A propane explosion that killed one employee and rained asbestos on a Toronto neighbourhood was foreseeable and would have been easier to prevent if Sunrise Propane had complied with a ban on truck-to-truck transfers at its Murray Road site, a court heard Tuesday.

In his closing arguments, Environment Ministry lawyer Nicholas Adamson said that if the company had been transferring propane from a bulk tank to a truck instead, it would have been required to have more lines of defence in the event of a leak, including additional emergency shutoff mechanisms.

The August, 2008, blast killed 25-year-old Parminder Singh Saini, an employee at the filling station and a Sheridan College student. A firefighter died of a heart attack while surveying the damage at the site, and more than 10,000 people were forced to leave their homes.

Sunrise Propane and its directors, Shay Ben-Moshe and Valery Belahov, face multiple charges under the Environmental Protection Act and the Occupational Health and Safety Act for allegedly failing to clean up after the explosion, follow regulations and protect workers.

A Fire Marshal's report found that an equipment failure caused propane to leak and turn into a vapour while an employee was transferring it from one truck to another. It's unclear how the vapour was ignited.

But Mr. Adamson said the truck-to-truck transfer shouldn't have occurred in the first place because the company had been ordered to stop the practice by the Technical Standards and Safety Authority – an assertion Sunrise Propane's lawyer has disputed.

"If Sunrise had been obeying this order, in my submission, this event almost certainly would not have happened," Mr. Adamson said on Tuesday.

The order said truck-to-truck transfers would only be allowed under a narrow set of circumstances, including during emergencies and at filling stations with a bulk storage tank.

Defence lawyer Leo Adler has previously said that, while Sunrise was aware of the order, the company believed it could continue truck-to-truck transfers while it built a new tank on its property.

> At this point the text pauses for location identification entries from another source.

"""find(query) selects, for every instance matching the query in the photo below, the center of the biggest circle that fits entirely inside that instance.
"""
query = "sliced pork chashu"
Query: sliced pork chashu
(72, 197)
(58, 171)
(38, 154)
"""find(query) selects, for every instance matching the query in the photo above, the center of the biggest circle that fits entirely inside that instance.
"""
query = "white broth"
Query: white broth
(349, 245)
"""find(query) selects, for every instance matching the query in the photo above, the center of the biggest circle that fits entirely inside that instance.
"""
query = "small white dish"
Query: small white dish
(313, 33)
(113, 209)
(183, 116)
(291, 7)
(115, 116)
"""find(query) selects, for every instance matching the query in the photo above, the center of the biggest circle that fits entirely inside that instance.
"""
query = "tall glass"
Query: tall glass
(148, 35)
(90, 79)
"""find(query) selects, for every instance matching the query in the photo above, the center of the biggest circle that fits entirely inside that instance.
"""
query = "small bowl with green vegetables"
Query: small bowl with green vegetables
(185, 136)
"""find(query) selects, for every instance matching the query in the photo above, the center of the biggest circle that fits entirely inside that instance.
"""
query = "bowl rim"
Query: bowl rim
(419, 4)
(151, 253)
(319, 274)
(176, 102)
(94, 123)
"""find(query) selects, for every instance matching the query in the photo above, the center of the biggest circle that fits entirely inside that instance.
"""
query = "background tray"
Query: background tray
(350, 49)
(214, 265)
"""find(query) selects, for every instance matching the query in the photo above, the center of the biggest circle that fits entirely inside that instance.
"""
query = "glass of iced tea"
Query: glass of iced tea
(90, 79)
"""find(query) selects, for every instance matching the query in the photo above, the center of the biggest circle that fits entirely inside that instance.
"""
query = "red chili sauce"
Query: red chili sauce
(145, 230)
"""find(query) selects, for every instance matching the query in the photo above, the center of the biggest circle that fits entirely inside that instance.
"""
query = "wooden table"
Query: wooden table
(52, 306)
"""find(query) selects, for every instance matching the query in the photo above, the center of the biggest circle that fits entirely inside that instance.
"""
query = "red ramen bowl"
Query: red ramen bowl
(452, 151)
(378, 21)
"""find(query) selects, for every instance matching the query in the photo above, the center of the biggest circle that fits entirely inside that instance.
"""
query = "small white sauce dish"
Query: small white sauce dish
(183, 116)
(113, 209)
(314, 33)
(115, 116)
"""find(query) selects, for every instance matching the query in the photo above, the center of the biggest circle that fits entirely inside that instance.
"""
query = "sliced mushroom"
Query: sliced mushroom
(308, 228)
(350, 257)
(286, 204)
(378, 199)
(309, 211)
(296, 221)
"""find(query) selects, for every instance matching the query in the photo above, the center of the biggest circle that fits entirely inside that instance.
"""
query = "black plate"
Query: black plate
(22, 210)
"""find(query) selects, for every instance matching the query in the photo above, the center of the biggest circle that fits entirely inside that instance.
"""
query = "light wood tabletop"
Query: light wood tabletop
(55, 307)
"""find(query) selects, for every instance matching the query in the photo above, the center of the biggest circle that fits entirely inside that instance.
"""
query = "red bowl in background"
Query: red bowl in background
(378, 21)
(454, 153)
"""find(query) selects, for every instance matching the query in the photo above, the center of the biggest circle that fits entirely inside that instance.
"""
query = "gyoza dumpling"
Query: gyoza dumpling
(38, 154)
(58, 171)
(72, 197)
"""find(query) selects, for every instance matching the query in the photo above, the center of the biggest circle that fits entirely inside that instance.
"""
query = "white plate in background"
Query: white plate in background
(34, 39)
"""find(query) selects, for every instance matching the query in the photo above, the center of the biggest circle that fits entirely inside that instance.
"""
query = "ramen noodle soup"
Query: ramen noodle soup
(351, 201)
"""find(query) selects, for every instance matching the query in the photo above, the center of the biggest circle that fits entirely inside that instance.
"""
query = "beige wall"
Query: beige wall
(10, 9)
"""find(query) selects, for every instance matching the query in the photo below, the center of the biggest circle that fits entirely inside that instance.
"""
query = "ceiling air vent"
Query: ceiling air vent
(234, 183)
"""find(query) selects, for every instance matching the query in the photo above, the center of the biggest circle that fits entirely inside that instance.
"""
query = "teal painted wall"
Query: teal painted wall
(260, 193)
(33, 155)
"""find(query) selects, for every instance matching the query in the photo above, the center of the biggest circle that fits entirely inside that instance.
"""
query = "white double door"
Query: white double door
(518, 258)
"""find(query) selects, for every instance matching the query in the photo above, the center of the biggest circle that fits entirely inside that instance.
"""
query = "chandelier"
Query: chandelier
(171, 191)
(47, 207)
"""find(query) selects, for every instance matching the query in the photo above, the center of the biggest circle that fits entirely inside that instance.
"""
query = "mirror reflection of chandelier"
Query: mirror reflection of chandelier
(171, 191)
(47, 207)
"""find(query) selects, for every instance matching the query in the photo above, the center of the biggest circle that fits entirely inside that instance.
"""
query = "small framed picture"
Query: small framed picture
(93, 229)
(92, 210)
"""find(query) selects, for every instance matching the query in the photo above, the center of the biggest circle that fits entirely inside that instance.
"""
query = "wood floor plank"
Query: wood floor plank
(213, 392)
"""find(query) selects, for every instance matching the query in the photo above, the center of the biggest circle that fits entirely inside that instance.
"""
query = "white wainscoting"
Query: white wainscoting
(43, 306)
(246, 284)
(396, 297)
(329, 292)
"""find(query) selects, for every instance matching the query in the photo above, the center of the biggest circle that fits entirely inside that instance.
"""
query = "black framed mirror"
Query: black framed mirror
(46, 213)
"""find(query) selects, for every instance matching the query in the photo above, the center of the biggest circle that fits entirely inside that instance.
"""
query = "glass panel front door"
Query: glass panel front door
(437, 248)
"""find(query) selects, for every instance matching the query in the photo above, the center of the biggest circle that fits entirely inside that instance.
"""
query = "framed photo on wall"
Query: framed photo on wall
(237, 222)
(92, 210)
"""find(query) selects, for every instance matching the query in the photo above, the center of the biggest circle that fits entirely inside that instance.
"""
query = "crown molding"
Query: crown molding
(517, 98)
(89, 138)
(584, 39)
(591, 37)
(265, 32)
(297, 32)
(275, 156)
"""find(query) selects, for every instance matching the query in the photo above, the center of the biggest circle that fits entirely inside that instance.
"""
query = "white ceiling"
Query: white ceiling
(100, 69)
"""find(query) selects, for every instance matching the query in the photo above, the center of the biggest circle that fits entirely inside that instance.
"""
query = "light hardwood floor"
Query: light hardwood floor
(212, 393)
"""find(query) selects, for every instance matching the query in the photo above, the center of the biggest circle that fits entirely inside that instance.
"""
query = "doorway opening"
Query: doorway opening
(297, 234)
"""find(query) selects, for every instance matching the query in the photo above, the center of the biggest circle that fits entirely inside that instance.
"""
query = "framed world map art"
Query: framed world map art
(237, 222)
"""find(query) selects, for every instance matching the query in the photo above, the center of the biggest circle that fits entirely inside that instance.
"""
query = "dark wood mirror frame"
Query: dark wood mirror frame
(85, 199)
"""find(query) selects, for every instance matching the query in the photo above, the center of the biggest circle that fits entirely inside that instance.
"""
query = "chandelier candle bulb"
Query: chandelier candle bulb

Mr. Adler has said the company's representatives met before the explosion with an inspector from the TSSA who was aware they were continuing the transfers.

In closing arguments on Tuesday, Mr. Adler attributed the explosion to defective equipment that he suggested was beyond the company's reasonable control. "It's a completely unforeseeable, unexpected accident that was due to a defect that had nothing to do with Sunrise," he told the court.